Fu eretta il 24 agosto 1853 per ubbidire ad un decreto del vescovo di Mondovì Giovanni Tommaso Ghilardi datato 24 agosto 1853. L’altare di tale pia unione è quello della Natività di Maria. Non si hanno più notizie di tale compagnia.

CASA CANONICA

L’attuale canonica è una costruzione discretamente antica. Essa fu costruita, non però nella veste attuale a due piani ma ad un sol piano, verso il 1739.

Il tetto di paglia fu posto proprio nel 1739. la mancanza fu posto proprio nel 1739. la mancanza di fondi però costrinse ad attendere tempi migliori per rifinire l’opera così che soltanto nel 1748 fu possibile mettere in opera gli infissi e soltanto nel triennio 1759-61 furono terminati tutti i lavori. Nel 1763 fu costruita la primitiva sacrestia della chiesa che trovò posto in canonica nell’ultima sala adiacente la chiesa, ove ora è sistemato l’archivio. Negli anni 1848-51 colla spesa di L. 1.600 la canonica fu sopraelevata assumendo la forma attuale; inoltre il tetto fu rifatto in lose.

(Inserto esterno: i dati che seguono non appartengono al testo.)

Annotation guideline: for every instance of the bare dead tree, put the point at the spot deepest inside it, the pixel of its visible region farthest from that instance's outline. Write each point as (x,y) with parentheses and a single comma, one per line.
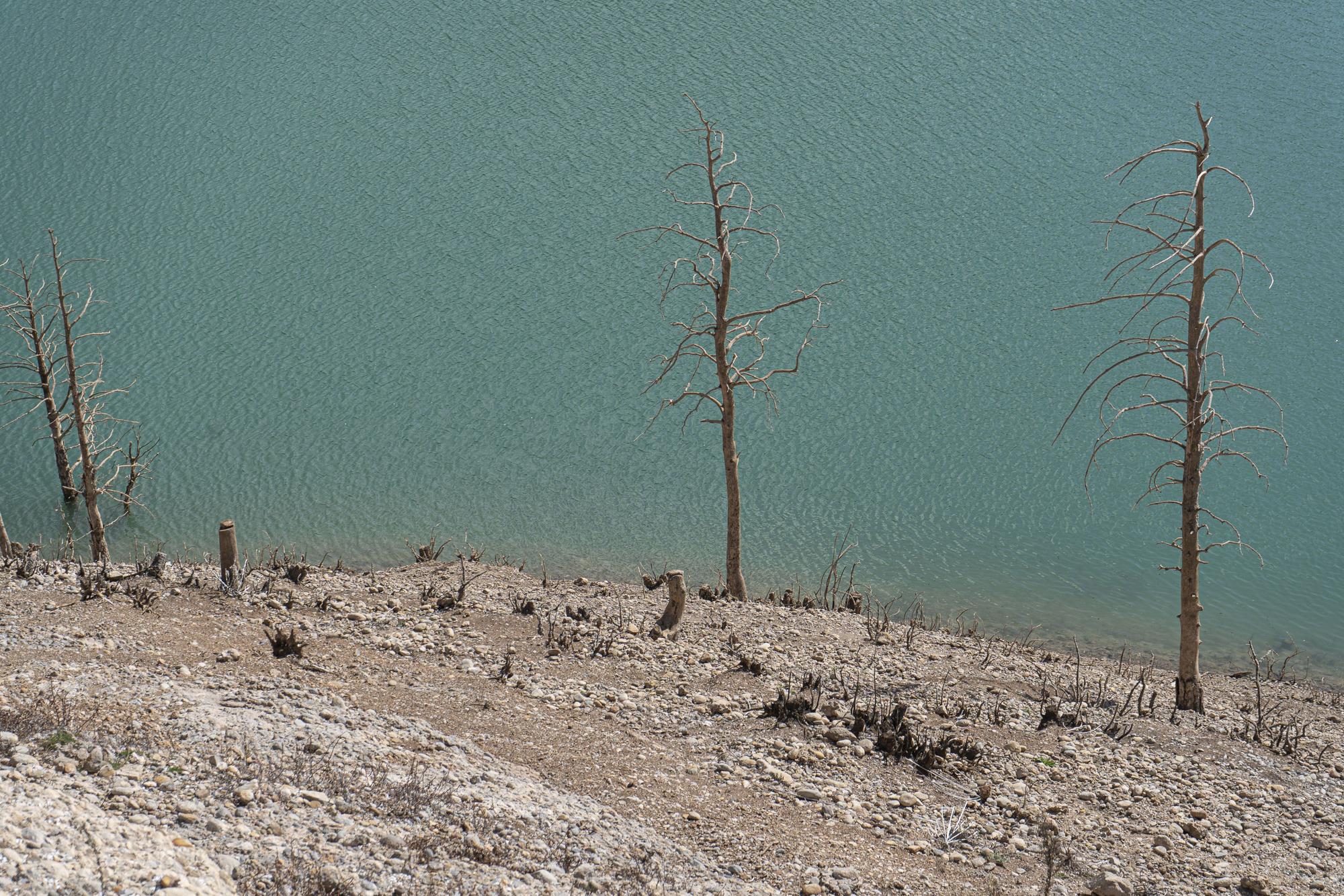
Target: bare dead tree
(716,337)
(1165,369)
(88,396)
(136,461)
(38,363)
(7,547)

Nel 1887 il terremoto che colpì S. Giacomo danneggiò gravemente la canonica arrecando gravi lesioni ai muri perimetrali e sconnessione al tetto.

Nel 1889-1890 fu costruita l’attuale sacrestia e le camere sovrastanti che fanno parte di una nuova ala della canonica prospiciente la piazza; inizialmente essa era riservata ad alloggio del sacrestano; la spesa fu di L. 400. (????.Nota di Don Ilario Roatta )

Nel 1915 vengono rinnovati gli infissi della canonica, vengono rifatti molti pavimenti, viene portata l’acqua potabile e viene parzialmente rifatto il tetto che è poi completamente rifatto nel 1926.

Nel giugno 1927 il geometra Edoardo Brunengo presenta un progetto per il totale rifacimento della canonica che però non viene attuato per mancanza di fondi: tale progetto è ancora conservato in archivio.

Nel 1928 viene costruito il primitivo cortile con muro di cinta. Nel 1934 la luce elettrica giunge in canonica.

Nel 1938 è presentato un nuovo progetto per il totale rifacimento della canonica ma anch’esso non è realizzato per mancanza di fondi; si preferisce fare importanti lavori di consolidamento dei muri perimetrali con gettate di calcestruzzo e sostituire la volte in muratura pericolanti con volte in cemento armato: viene inoltre costruita l’attuale terrazza portico, il cortile ed il muro perimetrale di esso. L’anno successivo la terrazza è coperta con l’attuale tettoia.

Negli anni 1940-43 è sistemato il piano terreno che assume la pianta attuale, sono aperte delle finestre, sono rifatti molti pavimenti; inoltre è sistemata la scala in modo da permettere la costruzione di servizi igienici al primo piano. Una alluvione nel 1948 danneggio gravemente il tetto della canonica che viene aggiustato nel 1950.

Nel 1956 la canonica riceve nuovi importanti lavori di rifacimento interni.

Nel 1965, all’entrata dell’attuale parroco, al canonica è dotata di un impianto di riscaldamento ed è quasi completamente rifatta internamente.